Each year, the party faithful gather for the world’s largest political debate and picnic. In the 1970s, speakers actually stood atop a cut off tree stump about 3 feet wide. This tree stump was at the front of the picnic yard. Usually some 3,000 to 5,000 people would gather to eat barbecue and/or to listen and root for their respective party candidate.
Now, some 40 years later, with 10,000 to 15,000 people in attendance, the speaking dynamics have changed. There now is an ultra modern podium within a grandstand that seats 70 to 80 speakers. Large 4 foot fans keep the air moving during those awkward times when the heat index goes over 100 to 105 degrees.
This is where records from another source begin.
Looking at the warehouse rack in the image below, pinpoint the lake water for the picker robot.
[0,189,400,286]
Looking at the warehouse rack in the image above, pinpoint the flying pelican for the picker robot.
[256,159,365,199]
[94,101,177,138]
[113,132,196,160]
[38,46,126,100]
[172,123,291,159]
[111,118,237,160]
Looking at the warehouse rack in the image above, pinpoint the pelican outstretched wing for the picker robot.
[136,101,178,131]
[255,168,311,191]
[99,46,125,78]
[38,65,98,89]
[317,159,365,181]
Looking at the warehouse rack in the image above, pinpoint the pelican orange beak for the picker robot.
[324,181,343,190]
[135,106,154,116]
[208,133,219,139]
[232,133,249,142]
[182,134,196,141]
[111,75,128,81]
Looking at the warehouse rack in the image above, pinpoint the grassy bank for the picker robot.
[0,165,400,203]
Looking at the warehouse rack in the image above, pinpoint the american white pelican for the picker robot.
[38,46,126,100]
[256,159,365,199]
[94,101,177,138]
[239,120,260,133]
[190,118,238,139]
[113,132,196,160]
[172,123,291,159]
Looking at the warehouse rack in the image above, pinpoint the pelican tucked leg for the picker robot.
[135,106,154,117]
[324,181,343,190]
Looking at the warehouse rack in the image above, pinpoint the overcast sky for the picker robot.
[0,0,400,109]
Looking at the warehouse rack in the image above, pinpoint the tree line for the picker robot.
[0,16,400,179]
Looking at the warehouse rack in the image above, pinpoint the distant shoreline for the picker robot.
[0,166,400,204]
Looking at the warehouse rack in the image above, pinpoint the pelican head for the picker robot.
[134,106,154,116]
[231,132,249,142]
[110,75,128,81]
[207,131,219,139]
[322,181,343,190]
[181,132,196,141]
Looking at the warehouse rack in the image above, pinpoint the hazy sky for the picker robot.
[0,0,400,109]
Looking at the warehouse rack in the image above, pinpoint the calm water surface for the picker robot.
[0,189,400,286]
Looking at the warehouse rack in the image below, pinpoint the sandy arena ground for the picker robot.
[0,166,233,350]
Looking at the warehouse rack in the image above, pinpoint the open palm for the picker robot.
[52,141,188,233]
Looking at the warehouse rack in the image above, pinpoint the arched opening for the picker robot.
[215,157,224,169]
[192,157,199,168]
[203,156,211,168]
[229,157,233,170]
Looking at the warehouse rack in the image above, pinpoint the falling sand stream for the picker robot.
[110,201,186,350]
The media now is corralled in its own space for TV cameras and the working press where each reporter has a direct power plug for his or her laptop computer.
Instead of having to stand out under the blazing sun, or maybe be lucky enough to capture a seat on the hot bleachers, the audiences now can sit under a large metal building roof with the sides open for air flow and watching the speakers. The space in front of the speakers stand holds about 2,000 to 3,000 people.
The mechanics of the political debate have changed and become more modern. What has not changed is the dynamics of message delivery. Before 1980, speakers came with a few staff or friends and blasted each other from party to political party.
The election of Mitch McConnell to Senator in 1984, the future of speaking at Fancy Farm would change.
Throughout the1990s, McConnell interjected an element of “political street theater” to each year’s Fancy Farm political speaking. Usually young men dressed in some political theme or message waded into the seated crowd and railed against President Clinton and the Democratic Congress. This made for great TV news clips.
By 2012, Mitch McConnell had perfected his attack machinery for Fancy Farm. His basic attack would consist of:
(1) Busing in some 50 to 100 young Republicans from central Kentucky to serve as attack ground troops.
(2) Professional staff serving as crowd control, chant coordinators and message on target cheerleaders.
(3) Three to five word attack messages spelled out on “homemade” card- board signs
(4) A well trained team of hecklers for going after targeted Democratic speakers
(5) Attack scripts where the group captains and cheerleaders could coordinate their signs against the verbiage and text of the targeted liberal Democratic speaker. This was the right word or message held up at the right time for maximum impact.
The strategy for maximum impact was very simple. The basic goal was to eliver the message in a very loud offensive manner in order to :
(1) Gain instant crowd response
(2) Project the message into range of print media cameras and position for the greatest range of good TV camera shooting and
(3) Hit a home run when the message delivery would shock the candidate speaking or have a TV camera catch the facial expression of shock and disgust of the targeted speaker.
McConnell’s strategy was also to be the attacker at every level at Fancy farm. He made sure the Republicans had the best crowd communications equipment and props. The best the Democrats could do was to fight a hard holding action with their own handmade signs.
Time is not on the side of the attacker at Fancy Farm. In 2013 and 2014, senatorial politics and the rumblings of the next series of statewide political races will bring out many forces who want to take Mitch McConnell down.
Mitch is King for now. He has made a career of cultivating political enemies, many who no doubt will be waiting for him in 2013 at Fancy Farm.
It will be high political theater to watch them attack Mitch at his own game with their army of attack ads.